Create
Lip Sync
6 creditsper second (max 35 s)
Lip Sync animates a static portrait photo to match a provided audio clip, producing a photorealistic talking-head video — no camera required.
Lip Sync requires a paid plan (Starter, Pro, or Business). Free accounts will see an upgrade prompt.
How to use Lip Sync
- 1Navigate to Create → Lip Sync in the sidebar.
- 2Upload a person photo: choose a saved avatar from your Avatars library, or upload a new image (JPG, PNG, WEBP, max 4 MB). The photo should show a clear, forward-facing face.
- 3Upload an audio file (MP3 or WAV, max 4 MB). The audio must be 35 seconds or shorter.
- 4The page automatically detects the audio duration and shows the credit cost (duration in seconds × 6).
- 5Optionally add a Style Prompt — a short description to guide the generation style (e.g. "a person speaking naturally with subtle expressions").
- 6If your audio is longer than 35 seconds, trim it before uploading — the platform enforces a hard 35-second cap.
- 7Click Generate.

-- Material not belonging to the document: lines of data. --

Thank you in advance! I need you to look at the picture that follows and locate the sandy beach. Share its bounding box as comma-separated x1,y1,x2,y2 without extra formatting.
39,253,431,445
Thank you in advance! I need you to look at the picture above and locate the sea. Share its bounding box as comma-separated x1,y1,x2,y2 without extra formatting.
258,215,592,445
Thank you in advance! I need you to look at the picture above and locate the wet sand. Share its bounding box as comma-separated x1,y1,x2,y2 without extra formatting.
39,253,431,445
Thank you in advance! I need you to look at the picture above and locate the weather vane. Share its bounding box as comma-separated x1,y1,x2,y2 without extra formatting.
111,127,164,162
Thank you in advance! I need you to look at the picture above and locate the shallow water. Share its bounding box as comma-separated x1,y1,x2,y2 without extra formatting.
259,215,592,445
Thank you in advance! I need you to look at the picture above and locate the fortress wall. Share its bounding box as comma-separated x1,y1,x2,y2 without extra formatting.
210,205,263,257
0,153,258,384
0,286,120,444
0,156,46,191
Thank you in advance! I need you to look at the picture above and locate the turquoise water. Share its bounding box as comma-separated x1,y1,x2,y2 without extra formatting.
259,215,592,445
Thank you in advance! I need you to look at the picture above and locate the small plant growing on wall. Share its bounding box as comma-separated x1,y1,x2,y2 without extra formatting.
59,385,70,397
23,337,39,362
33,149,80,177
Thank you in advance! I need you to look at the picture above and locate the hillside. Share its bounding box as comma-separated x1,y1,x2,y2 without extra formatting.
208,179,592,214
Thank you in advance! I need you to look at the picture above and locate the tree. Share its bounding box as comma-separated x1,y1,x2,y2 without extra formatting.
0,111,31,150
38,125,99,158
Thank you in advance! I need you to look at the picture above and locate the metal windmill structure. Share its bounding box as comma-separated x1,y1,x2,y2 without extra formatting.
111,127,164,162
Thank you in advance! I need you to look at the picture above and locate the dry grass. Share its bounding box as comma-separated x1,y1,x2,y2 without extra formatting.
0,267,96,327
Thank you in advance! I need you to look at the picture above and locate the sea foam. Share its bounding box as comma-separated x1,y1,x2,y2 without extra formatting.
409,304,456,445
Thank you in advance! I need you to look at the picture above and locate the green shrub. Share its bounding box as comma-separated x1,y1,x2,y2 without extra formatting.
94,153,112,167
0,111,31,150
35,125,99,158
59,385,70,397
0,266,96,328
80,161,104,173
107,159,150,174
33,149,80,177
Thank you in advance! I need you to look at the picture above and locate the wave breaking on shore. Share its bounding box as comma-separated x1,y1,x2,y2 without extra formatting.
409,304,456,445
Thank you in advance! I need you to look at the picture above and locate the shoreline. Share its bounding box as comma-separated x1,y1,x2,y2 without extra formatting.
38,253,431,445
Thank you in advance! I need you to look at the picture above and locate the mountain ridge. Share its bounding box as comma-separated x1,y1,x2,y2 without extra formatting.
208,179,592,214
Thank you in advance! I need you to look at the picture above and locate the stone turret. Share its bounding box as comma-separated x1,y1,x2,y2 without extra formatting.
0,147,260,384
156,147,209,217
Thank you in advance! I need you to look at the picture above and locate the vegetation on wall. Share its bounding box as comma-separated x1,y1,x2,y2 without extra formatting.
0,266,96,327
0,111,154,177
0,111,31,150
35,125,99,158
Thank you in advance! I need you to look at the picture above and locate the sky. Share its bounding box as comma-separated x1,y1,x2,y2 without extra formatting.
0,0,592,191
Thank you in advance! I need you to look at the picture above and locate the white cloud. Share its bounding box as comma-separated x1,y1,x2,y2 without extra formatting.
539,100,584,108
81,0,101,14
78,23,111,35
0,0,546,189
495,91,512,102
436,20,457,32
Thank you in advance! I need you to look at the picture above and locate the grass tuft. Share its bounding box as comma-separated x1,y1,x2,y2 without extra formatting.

The job is queued and typically completes in 30–90 seconds.
- 8The output video appears in the results panel and is saved to your Library.
Credit cost example
| Audio Duration | Credit Cost |
|---|---|
| 5 s | 30 credits |
| 10 s | 60 credits |
| 20 s | 120 credits |
| 35 s (max) | 210 credits |
Tips
- Use a clean, well-lit headshot with a neutral expression for the most natural results
- Avoid photos with heavy shadows across the face or extreme angles
- Generate voiceover using the Audio Studio tool, download it, then upload it here
- Keep clips concise — 5–15 seconds works best for short-form social content
- The style prompt is optional but can improve expressiveness — try "speaking naturally with subtle facial expressions"
Lip Sync also works as a node inside the Storyboard canvas. Connect an Image Gen node to the portrait slot, upload audio directly in the node, and connect the video output to a Video Combiner.